The Asimov data set - ePepys
11th Dec 2011
03:54 pm - The Asimov data set
I've been a fan of Isaac Asimov since I was a teenager. I read all his short stories and novels I could get my hands on, and it was probably his essays on science that did the most to get me interested in physics. So I have found it immensely cool that his name is being bandied about in so many discussions in the ATLAS combined Higgs search group.
It is all down to a paper by some of my colleagues (two of whom I am working with now, and another who helped introduce me to another piece of statistics I am working on). They dubbed a representative data set, used to calculate expected sensitivities, the "Asimov data set" and cite Asimov's short story, Franchise (I should probably add something to Wikipedia). I remember the story well: it's about someone chosen by Multivac (a global supercomputer) as the sole voter, because his views are representative of the whole population.

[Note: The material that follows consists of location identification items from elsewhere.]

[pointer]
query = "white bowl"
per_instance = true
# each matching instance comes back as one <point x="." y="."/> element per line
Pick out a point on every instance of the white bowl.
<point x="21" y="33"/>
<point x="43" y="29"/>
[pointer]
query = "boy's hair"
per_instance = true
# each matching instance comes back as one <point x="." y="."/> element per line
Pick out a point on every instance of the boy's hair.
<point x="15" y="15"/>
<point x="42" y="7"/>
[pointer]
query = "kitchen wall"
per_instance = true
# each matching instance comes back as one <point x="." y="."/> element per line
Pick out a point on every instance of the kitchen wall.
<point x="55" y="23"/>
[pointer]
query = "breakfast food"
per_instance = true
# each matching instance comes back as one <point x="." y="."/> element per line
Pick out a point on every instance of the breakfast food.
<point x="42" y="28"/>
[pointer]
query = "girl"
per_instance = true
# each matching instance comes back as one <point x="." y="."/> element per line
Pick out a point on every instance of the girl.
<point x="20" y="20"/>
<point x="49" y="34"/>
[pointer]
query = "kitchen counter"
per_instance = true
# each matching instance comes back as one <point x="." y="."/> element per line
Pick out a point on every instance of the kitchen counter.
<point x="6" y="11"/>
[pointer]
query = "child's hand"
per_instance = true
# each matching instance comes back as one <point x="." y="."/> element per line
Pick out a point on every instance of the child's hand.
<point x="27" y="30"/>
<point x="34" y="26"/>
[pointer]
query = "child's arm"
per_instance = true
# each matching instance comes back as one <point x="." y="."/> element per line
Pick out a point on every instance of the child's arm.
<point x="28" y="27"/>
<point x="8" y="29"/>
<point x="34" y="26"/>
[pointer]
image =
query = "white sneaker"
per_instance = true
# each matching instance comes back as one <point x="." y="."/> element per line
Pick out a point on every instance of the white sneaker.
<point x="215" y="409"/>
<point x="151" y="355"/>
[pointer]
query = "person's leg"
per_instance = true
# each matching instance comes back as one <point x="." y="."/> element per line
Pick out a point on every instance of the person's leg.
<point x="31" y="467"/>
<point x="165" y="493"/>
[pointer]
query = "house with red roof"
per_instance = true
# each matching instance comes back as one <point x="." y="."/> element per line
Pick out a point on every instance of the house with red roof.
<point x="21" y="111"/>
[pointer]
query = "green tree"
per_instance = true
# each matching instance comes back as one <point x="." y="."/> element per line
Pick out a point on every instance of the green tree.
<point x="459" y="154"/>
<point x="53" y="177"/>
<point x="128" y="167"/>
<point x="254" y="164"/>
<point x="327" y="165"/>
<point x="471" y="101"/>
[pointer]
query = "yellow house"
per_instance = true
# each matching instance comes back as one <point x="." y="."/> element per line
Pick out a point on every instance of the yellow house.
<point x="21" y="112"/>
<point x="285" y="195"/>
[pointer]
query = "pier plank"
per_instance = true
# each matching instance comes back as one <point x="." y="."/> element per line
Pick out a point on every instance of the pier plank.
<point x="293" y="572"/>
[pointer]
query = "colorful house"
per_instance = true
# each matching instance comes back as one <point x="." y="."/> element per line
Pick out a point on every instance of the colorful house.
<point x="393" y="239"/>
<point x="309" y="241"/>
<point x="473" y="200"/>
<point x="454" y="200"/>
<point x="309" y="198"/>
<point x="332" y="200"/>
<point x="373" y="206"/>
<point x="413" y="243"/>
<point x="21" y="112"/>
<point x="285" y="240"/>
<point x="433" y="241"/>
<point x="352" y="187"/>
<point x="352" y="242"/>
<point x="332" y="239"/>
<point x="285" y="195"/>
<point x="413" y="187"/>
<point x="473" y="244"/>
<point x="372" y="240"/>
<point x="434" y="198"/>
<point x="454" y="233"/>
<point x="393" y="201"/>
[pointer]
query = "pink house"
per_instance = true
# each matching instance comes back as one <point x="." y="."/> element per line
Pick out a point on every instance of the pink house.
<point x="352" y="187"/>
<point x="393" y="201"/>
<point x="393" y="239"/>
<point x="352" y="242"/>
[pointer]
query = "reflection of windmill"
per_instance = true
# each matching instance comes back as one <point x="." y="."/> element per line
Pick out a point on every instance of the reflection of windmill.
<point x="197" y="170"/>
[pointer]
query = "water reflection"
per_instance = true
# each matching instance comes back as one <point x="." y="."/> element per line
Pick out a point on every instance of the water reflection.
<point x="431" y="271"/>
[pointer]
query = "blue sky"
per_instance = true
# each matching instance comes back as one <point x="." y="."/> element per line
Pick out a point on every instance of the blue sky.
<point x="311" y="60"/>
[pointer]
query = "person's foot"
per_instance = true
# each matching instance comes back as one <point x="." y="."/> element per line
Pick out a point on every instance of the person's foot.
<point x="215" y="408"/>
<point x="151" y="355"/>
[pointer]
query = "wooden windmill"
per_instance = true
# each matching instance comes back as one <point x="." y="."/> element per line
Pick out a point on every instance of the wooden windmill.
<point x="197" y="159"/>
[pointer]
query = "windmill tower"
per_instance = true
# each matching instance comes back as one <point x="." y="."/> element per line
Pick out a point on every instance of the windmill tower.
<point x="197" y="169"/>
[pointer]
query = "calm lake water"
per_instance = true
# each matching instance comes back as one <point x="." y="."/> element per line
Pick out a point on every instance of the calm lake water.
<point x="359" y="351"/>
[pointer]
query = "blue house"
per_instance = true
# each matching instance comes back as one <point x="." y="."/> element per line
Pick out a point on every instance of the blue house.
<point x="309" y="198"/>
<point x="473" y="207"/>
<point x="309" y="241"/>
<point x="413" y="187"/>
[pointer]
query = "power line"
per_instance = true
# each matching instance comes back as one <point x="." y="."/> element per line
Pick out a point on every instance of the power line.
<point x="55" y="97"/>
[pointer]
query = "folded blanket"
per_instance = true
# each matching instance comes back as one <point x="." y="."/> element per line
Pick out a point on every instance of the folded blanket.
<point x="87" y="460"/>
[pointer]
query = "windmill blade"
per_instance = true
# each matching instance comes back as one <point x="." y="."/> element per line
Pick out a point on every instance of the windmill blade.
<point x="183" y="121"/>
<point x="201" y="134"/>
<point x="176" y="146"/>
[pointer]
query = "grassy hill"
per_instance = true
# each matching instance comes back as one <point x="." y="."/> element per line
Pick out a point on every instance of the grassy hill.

Since it has come up in so many discussions over the last year, I've followed the evolution of the term: "Asimov dataset", "Asimov likelihood", "Asimov method", "Asimov distribution", or just "the Asimov". I get a little thrill each time I hear a new one (I know, I'm a real fanboy).
Despite this, what I've been doing in the Higgs group is to cross-check the asymptotic results, which use the Asimov method, using more traditional methods (known as "ensemble pseudo-experiments", or more informally as "toy Monte Carlo"). They don't rely on assumptions like large statistics (as did Multivac, or Hari Seldon, for that matter), but do require a large amount of computer time to generate many random pseudo-experiments. I developed a way to run these on the Grid. With hundreds of thousands of machines round the world, I have used 8 years of CPU time to generate 8 million toys in a few days.
This sort of thing went into the results that generated some excitement in the summer (eg. p14-16 of the EPS conference presentation). I'm not allowed to say what we will show on Tuesday, but it should be worth watching.